Tetsuo avait appris par la suite que cet homme ne pouvait dévoiler son nom et restait ainsi le Dauphin, son absence d’identité concrète l’empêchant de s’approprier tous les pouvoirs.

Iwari prit place à ses côtés à la table ovale, pas assez grande pour accueillir toutes les personnes de la pièce qui resteraient donc debout près des murs. Ce n’était pas la première fois que Tetsuo était invité dans cette salle. Pendant les deux mois précédents, depuis le début du conflit initié par la Confédération Internationale des Territoires Libres, la CITL, toutes les deux semaines ils étaient convoqués afin de faire rendre compte du statut général de la nation. Le reste du temps, le Dauphin recevait ses informations et planifiait la stratégie militaire avec quelques conseillers et ses hauts gradés militaires uniquement.

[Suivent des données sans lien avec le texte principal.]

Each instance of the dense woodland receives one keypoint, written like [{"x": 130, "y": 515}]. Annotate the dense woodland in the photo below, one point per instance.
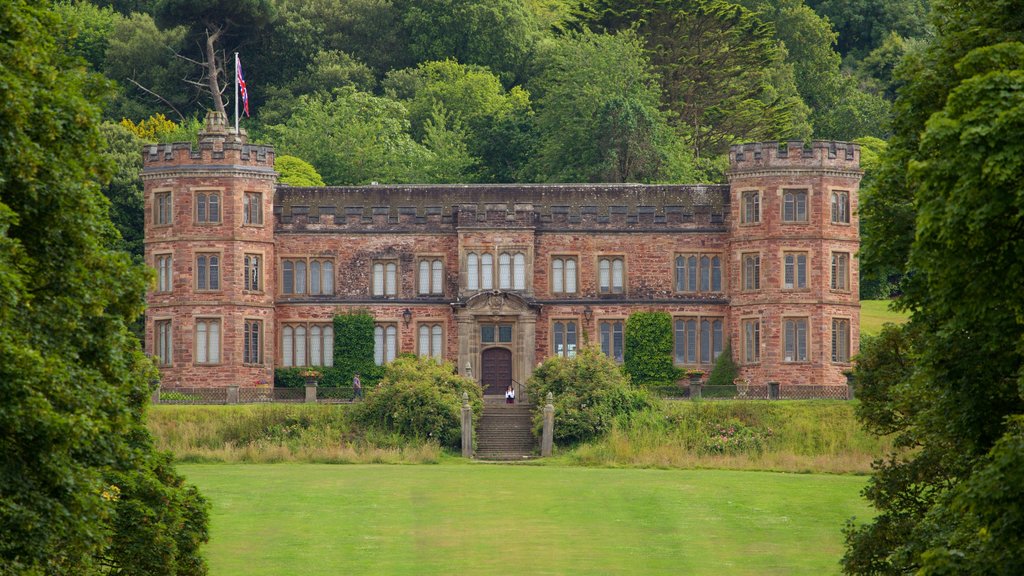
[{"x": 505, "y": 90}]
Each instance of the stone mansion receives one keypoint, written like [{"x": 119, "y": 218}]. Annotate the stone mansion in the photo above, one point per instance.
[{"x": 496, "y": 278}]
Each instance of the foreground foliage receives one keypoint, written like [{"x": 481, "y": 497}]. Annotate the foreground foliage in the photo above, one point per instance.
[
  {"x": 78, "y": 471},
  {"x": 950, "y": 384},
  {"x": 590, "y": 392},
  {"x": 420, "y": 399}
]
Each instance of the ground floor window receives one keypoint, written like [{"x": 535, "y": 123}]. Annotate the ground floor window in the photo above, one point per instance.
[
  {"x": 698, "y": 340},
  {"x": 610, "y": 333},
  {"x": 385, "y": 343},
  {"x": 431, "y": 340},
  {"x": 307, "y": 344},
  {"x": 563, "y": 337}
]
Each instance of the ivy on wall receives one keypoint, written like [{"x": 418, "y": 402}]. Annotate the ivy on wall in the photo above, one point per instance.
[
  {"x": 648, "y": 350},
  {"x": 353, "y": 352}
]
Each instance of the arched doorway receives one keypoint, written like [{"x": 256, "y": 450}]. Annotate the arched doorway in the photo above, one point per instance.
[{"x": 496, "y": 372}]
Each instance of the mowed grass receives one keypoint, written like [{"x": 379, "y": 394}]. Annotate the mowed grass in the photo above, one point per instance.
[
  {"x": 478, "y": 519},
  {"x": 873, "y": 314}
]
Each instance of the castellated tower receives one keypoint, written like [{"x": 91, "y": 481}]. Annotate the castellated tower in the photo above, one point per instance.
[
  {"x": 795, "y": 312},
  {"x": 209, "y": 231}
]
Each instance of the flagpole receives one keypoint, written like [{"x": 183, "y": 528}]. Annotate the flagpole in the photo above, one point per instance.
[{"x": 236, "y": 93}]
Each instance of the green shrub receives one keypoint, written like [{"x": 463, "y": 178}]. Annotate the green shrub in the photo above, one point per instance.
[
  {"x": 420, "y": 399},
  {"x": 589, "y": 393},
  {"x": 648, "y": 350},
  {"x": 725, "y": 371}
]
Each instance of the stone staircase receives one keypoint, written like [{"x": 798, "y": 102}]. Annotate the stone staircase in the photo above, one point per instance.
[{"x": 504, "y": 433}]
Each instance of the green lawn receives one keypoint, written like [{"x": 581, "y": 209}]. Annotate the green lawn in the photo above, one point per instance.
[
  {"x": 479, "y": 519},
  {"x": 876, "y": 313}
]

Quelques minutes plus tard, tout le monde était arrivé et la réunion commençait. A présent que le sous secrétaire d’état détaillait l’ordre du jour connu de tout le monde, à savoir "faire le point sur la situation", Tetsuo remarqua, non sans un soulagement, que Howard Hackman qui avait ce rôle précédemment n’était pas présent. Cet homme lui sortait par les yeux tant il était évident qu’il ne cherchait pas le bien de la nation mais plutôt les faveurs des dirigeants. Le genre de personne que le pouvoir inspire plus que les conséquences de ses actes et qui, semble-t-il, ne donnait plus de nouvelles.

Les projecteurs s’allumèrent et diffusèrent sur les quatre hauts murs de la salle les images des vidéos conférences en provenance de chaque ville. En regardant celle de Sandoping, lieu de bataille autour du barrage alimentant les boucliers du pays, Tetsuo reconnut son chef, Noé, ainsi que le Major Dinnings, Naïa, à ses côtés. Noé avait en effet suivit Enzo Vasari, un italien responsable des forces spéciales eurasiatiques, pour aider à la défense de Sandoping, pivot de la sauvegarde de l’Eurasie.

L’homme du Sun-Yee-On, Suyeen comme Tetsuo avait mentalement choisit de le surnommer, prit la parole.

_ Aujourd’hui, 3 Janvier 2069, nous sommes réunis pour faire un état de la situation. Nous commencerons, si vous le voulez bien par les villes les moins problématiques afin de laisser les hommes s’en occupant retourner à leurs fonctions. Ainsi… -il retourna une de ses feuilles dévoilant une carte de l’Eurasie- qu’en est-il de Kiev ?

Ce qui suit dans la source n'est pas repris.